If database creation still fails, please provide us with more details:
– does the problem occur during the initial build step (which should take quasi-constant memory) or during indexing texts, attributes, or full-text? – which version of BaseX are you working with? – does the problem persist with the latest snapshot [1]?
Hope this helps, Christian
[1] http://files.basex.org/releases/latest/ ___________________________
BaseX Team Christian Grün Uni KN, Box 188 78457 Konstanz, Germany http://www.basex.org
On Sat, Jun 25, 2011 at 4:50 PM, Mathias K mathias.kahl@googlemail.com wrote:
Hello everyone! My name is Mathias. I'm using BaseX for an university project where we are creating a publication database.

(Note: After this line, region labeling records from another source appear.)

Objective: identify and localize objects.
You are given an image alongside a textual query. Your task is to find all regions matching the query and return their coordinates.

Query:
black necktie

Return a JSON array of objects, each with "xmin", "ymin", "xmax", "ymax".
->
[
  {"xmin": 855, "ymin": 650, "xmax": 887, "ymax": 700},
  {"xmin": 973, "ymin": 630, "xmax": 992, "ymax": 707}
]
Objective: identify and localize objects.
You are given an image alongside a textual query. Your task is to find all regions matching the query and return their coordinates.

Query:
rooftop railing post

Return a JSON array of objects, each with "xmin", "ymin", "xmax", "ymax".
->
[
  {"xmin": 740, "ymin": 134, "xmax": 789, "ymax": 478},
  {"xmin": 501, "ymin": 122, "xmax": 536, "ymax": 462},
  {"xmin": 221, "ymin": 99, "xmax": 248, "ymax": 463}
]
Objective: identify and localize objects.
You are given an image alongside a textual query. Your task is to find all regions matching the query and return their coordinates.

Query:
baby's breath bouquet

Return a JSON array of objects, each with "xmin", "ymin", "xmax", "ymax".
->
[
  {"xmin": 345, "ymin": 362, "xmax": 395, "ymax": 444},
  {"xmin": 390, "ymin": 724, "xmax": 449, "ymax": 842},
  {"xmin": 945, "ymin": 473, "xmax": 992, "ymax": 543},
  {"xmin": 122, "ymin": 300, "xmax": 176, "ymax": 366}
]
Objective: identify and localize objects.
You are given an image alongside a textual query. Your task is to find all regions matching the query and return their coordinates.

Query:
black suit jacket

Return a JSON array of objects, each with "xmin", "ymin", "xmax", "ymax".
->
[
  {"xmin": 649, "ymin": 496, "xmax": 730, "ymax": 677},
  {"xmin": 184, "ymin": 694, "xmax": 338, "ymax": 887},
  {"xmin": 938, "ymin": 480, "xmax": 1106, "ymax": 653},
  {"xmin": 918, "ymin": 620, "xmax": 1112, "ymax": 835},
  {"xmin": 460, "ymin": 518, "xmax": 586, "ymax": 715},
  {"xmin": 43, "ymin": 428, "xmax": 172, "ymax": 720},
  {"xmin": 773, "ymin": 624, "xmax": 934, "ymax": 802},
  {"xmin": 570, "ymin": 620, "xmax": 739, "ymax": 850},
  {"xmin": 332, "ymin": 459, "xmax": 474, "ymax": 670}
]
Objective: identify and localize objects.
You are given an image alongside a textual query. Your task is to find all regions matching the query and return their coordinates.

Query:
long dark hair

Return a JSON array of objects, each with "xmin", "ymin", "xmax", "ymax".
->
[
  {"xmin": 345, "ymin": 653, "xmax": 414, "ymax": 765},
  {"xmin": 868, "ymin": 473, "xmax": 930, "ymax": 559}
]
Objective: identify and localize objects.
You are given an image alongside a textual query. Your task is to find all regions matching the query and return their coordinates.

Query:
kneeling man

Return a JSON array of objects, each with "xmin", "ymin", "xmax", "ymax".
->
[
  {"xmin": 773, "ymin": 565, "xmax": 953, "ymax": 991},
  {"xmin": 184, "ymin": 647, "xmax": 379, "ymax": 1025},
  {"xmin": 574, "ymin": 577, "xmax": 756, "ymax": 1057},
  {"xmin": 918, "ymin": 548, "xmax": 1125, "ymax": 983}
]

Right now we have 25 GB xml data spread over 180k documents. Ultimately I want to be able to perform Xquery searches on this data, possibly even full text. I'd like to know whether you think that BaseX is at all suitable for this amount of data. If yes, how would I add these files to the database optimally? If I use the BaseX GUI to add the folder an OutOfMemoryException is produced shortly after starting the process. Even providing more RAM (~7 GB via -Xmx7000M) only delays this. I haven't looked at the code but it appears as though all file contents are stored in RAM and are only written to hard disk at the end, which would at least explain the huge amounts of memory BaseX consumes. Since the GUI can't handle the files I wrote an importer myself which consecutively adds single files via the "Add" command. This seems to work without memory excess. However, it is taking ages to add all 180.000 files this way (several hours, haven't completed it yet). Maybe it's just further delaying the overflow since it's so slow. Also, this might just be my subjective feeling, but adding files seems to get slower as the database grows. Is there some kind of duplicate check going an that could be in the way? If yes, is there a way just to bulk insert all the data I got without checks?
I'd be grateful for any thoughts on this!